Такое жилье мне подходит. Особенно потому, что я знаю, Юра мой обязательно приедет. Я ведь его знаю не один день. Не может он не приехать. Ну как тут не постараться и не побороться за этот караван! И я пошла в министерство строительства. Сидит какой–то мужик, глядит на меня букой. Какой там караван! Даже слушать ничего не хочет. А у меня в теудатоле, документе репатрианта, значится Боря. Будто я мать–одиночка. И я ему не говорю, что из Иерусалима прибыла, а заявляю, что мне некуда идти, давай мне караван. «Нет, что ты, не могу я дать тебе караван! Вот видишь, женщина сидит. Она такая больная!» То есть он меня не имеет в виду: и не выслушивает, и не записывает на прием. «Нет, — говорю ему, ты меня все равно примешь.
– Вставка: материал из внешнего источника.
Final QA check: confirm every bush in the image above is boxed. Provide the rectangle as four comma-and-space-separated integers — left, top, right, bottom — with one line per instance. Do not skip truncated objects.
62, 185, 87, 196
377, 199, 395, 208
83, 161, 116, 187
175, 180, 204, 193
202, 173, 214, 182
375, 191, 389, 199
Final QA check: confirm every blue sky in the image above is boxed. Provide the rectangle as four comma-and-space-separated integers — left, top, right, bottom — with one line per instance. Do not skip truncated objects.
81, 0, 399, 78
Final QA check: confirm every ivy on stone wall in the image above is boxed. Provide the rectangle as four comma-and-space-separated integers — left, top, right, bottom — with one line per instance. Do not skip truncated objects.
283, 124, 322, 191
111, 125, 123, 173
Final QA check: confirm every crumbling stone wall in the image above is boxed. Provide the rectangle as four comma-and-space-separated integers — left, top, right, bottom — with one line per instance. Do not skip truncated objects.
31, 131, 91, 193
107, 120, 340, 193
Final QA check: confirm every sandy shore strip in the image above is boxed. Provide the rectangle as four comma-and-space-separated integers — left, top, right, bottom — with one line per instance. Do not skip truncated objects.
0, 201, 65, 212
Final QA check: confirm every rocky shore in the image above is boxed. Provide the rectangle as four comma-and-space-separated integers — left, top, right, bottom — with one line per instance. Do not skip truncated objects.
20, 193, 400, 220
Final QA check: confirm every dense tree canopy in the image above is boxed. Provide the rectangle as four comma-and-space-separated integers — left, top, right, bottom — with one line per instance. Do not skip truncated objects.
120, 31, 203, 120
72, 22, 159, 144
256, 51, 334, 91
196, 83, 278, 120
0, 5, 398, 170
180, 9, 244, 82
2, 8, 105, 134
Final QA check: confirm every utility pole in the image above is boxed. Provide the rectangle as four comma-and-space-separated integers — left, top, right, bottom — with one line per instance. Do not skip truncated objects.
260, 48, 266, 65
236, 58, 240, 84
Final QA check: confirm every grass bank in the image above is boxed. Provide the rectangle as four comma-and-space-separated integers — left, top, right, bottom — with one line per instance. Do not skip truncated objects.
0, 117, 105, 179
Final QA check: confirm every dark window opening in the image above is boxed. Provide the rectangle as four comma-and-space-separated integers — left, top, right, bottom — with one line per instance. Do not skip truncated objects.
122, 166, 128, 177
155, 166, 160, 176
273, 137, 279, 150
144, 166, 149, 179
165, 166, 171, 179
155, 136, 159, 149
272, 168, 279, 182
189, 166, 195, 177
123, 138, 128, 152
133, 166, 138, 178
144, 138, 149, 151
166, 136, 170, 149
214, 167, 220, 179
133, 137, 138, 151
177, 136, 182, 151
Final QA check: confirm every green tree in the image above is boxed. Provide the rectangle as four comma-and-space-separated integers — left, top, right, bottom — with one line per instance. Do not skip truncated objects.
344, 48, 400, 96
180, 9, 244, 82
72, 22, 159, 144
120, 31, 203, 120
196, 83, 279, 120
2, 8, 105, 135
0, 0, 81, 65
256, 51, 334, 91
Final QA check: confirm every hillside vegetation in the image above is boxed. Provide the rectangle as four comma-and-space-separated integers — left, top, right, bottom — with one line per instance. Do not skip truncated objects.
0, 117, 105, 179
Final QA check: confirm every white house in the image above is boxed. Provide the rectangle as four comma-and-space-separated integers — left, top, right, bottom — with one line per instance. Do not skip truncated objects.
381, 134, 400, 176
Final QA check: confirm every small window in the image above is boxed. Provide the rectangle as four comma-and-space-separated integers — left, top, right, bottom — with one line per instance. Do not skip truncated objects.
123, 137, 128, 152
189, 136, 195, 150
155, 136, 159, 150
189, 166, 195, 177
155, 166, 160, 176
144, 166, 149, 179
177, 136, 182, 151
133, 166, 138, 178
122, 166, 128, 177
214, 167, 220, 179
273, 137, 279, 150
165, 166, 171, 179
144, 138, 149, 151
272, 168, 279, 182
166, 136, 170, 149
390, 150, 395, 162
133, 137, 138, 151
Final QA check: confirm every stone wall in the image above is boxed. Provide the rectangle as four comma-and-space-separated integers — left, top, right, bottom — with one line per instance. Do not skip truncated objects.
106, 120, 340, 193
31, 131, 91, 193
Посижу тут, подожду, а потом ты меня запишешь, и я приду, когда назначишь время». Причем говорила я это в таком возбуждении, что женщина, сидевшая напротив чиновника, испугалась: «Она ненормальная!» Я подтвердила: «Да, ненормальная!» Он сорвался с места, куда–то убежал, вернулся с моей папкой и говорит: «Ты не ненормальная, у тебя сильная гипертония». И тут он смягчился, поизучал мои документы и назначил мне время.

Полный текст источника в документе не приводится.